Larry Trowell, NetSPI’s Director of IoT and Embedded Pentesting, was featured in Network Computing’s latest article on securing Industrial IoT (IIoT) networks. Read a preview below or view it online here.


Misconfiguration, ransomware, and alert fatigue could lead to downtime on industrial IoT networks in industries such as manufacturing and energy.

As IT, cloud, and industrial networks come together in industrial environments like shipping ports, oil refineries, and factories, organizations are facing new security threats.

In fact, Cisco says 35% of its customers mention security as a top obstacle to IoT. In addition, in the report “The State of Industrial Security in 2022” from Barracuda Networks, 93% of businesses reported that an IIoT/OT security project had failed.

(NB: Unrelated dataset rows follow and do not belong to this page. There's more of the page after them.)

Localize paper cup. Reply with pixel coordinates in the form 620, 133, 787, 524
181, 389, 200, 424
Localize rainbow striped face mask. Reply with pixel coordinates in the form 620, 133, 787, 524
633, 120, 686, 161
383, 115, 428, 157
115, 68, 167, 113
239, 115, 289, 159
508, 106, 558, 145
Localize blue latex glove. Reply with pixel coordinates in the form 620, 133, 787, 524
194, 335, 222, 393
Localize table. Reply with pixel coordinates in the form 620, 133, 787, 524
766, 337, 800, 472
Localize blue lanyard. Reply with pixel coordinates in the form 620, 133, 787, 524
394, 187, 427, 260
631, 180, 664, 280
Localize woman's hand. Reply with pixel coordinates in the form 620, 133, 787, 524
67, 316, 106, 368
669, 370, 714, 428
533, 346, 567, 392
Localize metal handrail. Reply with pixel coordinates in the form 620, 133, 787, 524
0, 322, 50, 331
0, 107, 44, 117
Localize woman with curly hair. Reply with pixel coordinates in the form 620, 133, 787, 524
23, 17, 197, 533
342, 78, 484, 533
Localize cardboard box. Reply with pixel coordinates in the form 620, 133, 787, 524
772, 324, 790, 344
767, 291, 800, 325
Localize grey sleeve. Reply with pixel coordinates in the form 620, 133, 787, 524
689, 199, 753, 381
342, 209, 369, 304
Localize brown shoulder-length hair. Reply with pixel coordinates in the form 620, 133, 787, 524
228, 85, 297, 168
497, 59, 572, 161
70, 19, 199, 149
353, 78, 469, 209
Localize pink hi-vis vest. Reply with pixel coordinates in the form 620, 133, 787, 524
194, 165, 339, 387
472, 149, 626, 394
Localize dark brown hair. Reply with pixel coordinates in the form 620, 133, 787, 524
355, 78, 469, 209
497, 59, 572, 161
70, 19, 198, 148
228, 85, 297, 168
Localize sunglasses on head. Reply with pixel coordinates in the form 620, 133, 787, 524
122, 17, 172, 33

In an Industrial IoT (IIoT) environment, networks, switches, routers, and wireless equipment connect to sensors on physical machinery. Because IIoT networks incorporate automation, they could bring new efficiencies by collecting data at the edge and enabling visibility into issues ahead of time. This process is called the Fourth Industrial Revolution, or Industry 4.0.

“Industrial IoT is basically bringing the [operational technology (OT)] and the IT together to get deeper insights in process telemetry and to use that to really improve the efficiency or deliver new services,” explains Anand Oswal, senior vice president and general manager of network security at Palo Alto Networks, in an interview.

These devices are typically built on a flat Layer 2 segmented architecture, according to Oswal. Flat networks link devices to a single switch rather than separate switches, and Layer 2 is the data layer in the International Organization for Standardization (ISO) reference model for system interconnection.

As “things” get connected, network operators must pay more attention to the attack surface, Oswal notes.

“Threats move laterally, and exposure of formally isolated OT systems may cause potential cyber threats from the IT domain and back and forth,” Oswal says. “Many of these IoT systems are part of larger operations. If these systems are disrupted, there could be loss of important data telemetry that lead to production decisions, poor analytics, or stoppage of operations,” Oswal notes. It could also lead to loss of life.

The Pace of Patching in Industrial IoT

Industries like manufacturing and oil and gas use older legacy systems that are lacking in security systems and were not designed for patching, explains Larry Trowell, director at penetration-testing company NetSPI.

“While these systems get the job done well when maintained, they were not necessarily built with modern security in mind,” he says.